Сегодня день рождения у одной из наших сотрудниц. Все скинулись по три рубля, планируется сабантуй. Я тоже дал трешку. Не хочется все же быть белой вороной. Хотя знаю, что деньги, конечно, пойдут на выпивку. Закуску и прочее принесла из дому сама новорожденная. Вероятно, Е. А. осудил бы меня за мою непоследовательность. Но что делать! Быть отщепенцем, на которого все станут показывать пальцами? Дав эту трешку, я как бы откупился от лишних вопросов и ненужных объяснений. На сабантуй я не пошел, сославшись на Светланино нездоровье. Впрочем, кое-кто при этом, по-моему, вздохнул с облегчением. Наверно, боялись, что опять запью. Большинство из них ведь, подобно Хоботову, следуют священной заповеди: «Пить надо уметь». И с одинаковым раздражением, по-моему, воспринимают и тех, кто не пьет вовсе, и тех, кто, по их мнению, пить не умеет, то есть делает это, не пряча концы в воду.

29 октября, четверг.

Я завидую людям, которые удовлетворены своей работой. Вот хотя бы Светлана. Она работает в библиотеке, делает пусть небольшое, но вполне реальное дело. И, по-моему, действительно любит его. Если сравнить, как мы рассказываем друг другу о том, что принято называть «рабочими буднями», то картина получится весьма выразительная. Во всяком случае, когда рассказываю я, то в воздухе так и слышится свист Ювеналова бича. Однако сарказм — слабое утешение, рано или поздно он разъедает душу.

Бежать надо мне из нашей конторы, бежать!

Но куда?

Иной раз мне кажется, я никуда уже не двинусь, я просто разучился совершать решительные поступки. А умел ли?

Вот именно — умел ли?

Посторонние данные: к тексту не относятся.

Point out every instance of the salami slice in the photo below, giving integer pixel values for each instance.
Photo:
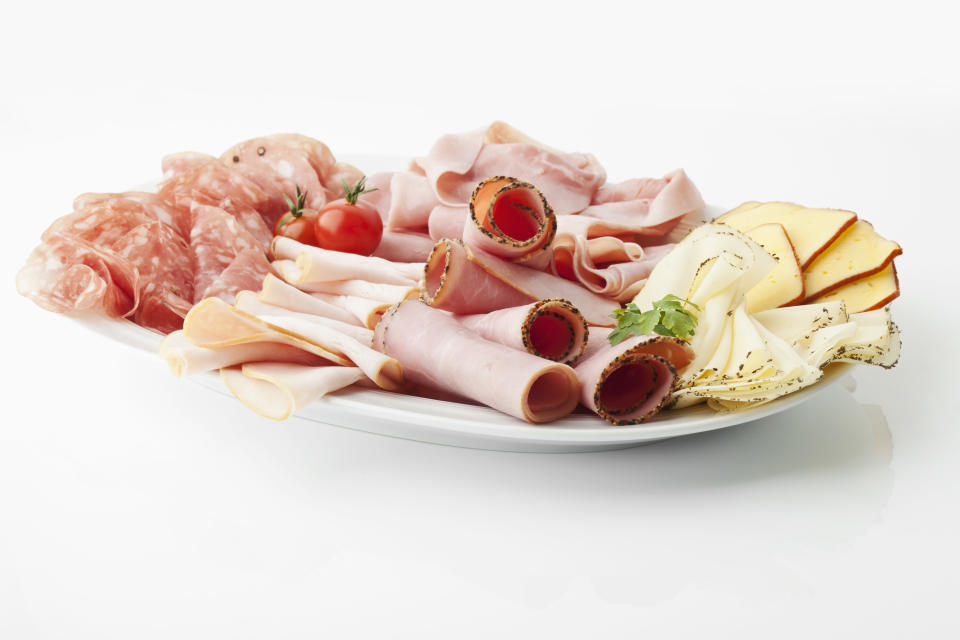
(70, 274)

Ну-ка перебери свою жизнь, много ли ты их обнаружишь? Ты из тех, кто привык плыть по течению.

Так что, дорогой товарищ Ломтев, вам еще надо, оказывается, учиться и этому искусству — искусству совершать поступки.

30 октября, пятница.

Сегодня я встретил Машу. Случайно мы столкнулись на улице, и, стыдно сказать, первым моим побуждением было сделать вид, будто я не заметил ее, проскользнуть мимо. Короче говоря, я растерялся. Но деваться было некуда, она уже увидела меня, однако не окликнула, а словно бы выжидала, как поведу себя я.

— Здравствуй, Маша, — сказал я.

— Здравствуй. Ну как ты? Как дела?

— Нормально, — ответил я. И добавил, усмехнувшись: — Я теперь трезвенник.

— Ну что ж, я рада. Я действительно рада за тебя, Витя.

Я видел, что она не кривит душой. Глаза ее смотрели на меня светло и чисто. Словно глаза ребенка.

— Маша, — сказал я. — Я очень, очень виноват перед тобой. Я знаю.

— Не надо, Витя, не мучай себя. Я действительно рада. Это главное. И не думай ни о чем больше.

Она всегда была чутким человеком, и сейчас она угадывала, что ни в чьем прощении я не нуждался так, как в ее. Я был ее должником и оплатить этот долг мне было нечем.

— Ну ладно, счастливо! — сказала она.

— Счастливо! — сказал я.

И мы разошлись, чтобы скорее всего не увидеться никогда больше.